Conditions de travail et salaires, les préoccupations phares des travailleurs

Conditions de travail et salaires : un été sous haute tension

En ce début d’été, les conditions de travail se sont gravement dégradées en raison de la canicule, exacerbant un mécontentement salarial déjà présent. La SPS-FO (Syndicat des personnels de santé Force Ouvrière) réclame pour les agents une prime canicule et de déplacement. Selon le syndicat, « les hospitaliers n’attendent pas de nouveaux remerciements, ils attendent une rémunération à la hauteur de leur engagement ». En conséquence, un préavis de grève a été déposé, s’étendant du 2 juillet au 15 octobre.

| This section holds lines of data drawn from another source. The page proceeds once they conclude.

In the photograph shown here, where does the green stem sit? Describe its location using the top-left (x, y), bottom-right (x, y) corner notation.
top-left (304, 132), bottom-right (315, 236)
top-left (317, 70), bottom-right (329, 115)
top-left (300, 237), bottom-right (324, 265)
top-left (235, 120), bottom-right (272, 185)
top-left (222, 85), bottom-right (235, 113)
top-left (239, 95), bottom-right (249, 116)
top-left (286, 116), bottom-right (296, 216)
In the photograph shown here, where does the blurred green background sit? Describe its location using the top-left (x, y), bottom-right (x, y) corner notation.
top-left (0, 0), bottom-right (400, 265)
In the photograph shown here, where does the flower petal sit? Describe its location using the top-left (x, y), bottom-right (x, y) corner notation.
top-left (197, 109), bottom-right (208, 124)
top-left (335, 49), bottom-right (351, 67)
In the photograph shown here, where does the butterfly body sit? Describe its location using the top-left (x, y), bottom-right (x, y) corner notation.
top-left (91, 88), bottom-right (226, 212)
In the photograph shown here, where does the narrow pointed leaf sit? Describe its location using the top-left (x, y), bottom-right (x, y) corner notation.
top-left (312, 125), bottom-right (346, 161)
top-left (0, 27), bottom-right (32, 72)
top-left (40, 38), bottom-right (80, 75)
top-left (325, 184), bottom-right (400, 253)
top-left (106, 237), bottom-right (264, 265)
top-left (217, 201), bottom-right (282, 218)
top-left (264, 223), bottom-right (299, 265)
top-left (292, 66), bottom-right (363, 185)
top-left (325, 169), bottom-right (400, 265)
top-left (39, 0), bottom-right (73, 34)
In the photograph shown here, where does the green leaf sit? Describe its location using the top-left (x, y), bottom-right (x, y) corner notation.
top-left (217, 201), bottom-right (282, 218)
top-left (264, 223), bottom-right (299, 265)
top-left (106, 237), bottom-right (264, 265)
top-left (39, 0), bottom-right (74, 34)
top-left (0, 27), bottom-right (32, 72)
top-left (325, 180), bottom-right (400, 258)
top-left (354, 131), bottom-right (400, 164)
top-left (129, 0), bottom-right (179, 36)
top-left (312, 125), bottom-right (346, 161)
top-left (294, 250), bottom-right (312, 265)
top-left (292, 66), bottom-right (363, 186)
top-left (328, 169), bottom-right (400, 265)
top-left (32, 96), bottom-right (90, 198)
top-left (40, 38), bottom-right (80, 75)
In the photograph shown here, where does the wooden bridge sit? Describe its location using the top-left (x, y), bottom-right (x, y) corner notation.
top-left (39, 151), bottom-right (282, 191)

La FGTA-FO (Fédération Générale des Travailleurs de l’Agriculture) a également alerté, le 29 juin, sur la situation des salariés dans des secteurs particulièrement exposés aux risques liés à la chaleur, tels que l’agriculture, l’agroalimentaire, le commerce, la logistique, la restauration et les activités saisonnières. Dans ces domaines, de nombreux travailleurs perçoivent des rémunérations proches du Smic. La fédération appelle les employeurs et les pouvoirs publics à passer des constats aux actes pour protéger les salariés et prévenir durablement les risques liés aux fortes chaleurs. Le 24 juin, lors d’une rencontre au ministère du Travail, la confédération a demandé d’« anticiper » les mes à prendre en cas de canicule et de « renforcer le dialogue social dans les branches ».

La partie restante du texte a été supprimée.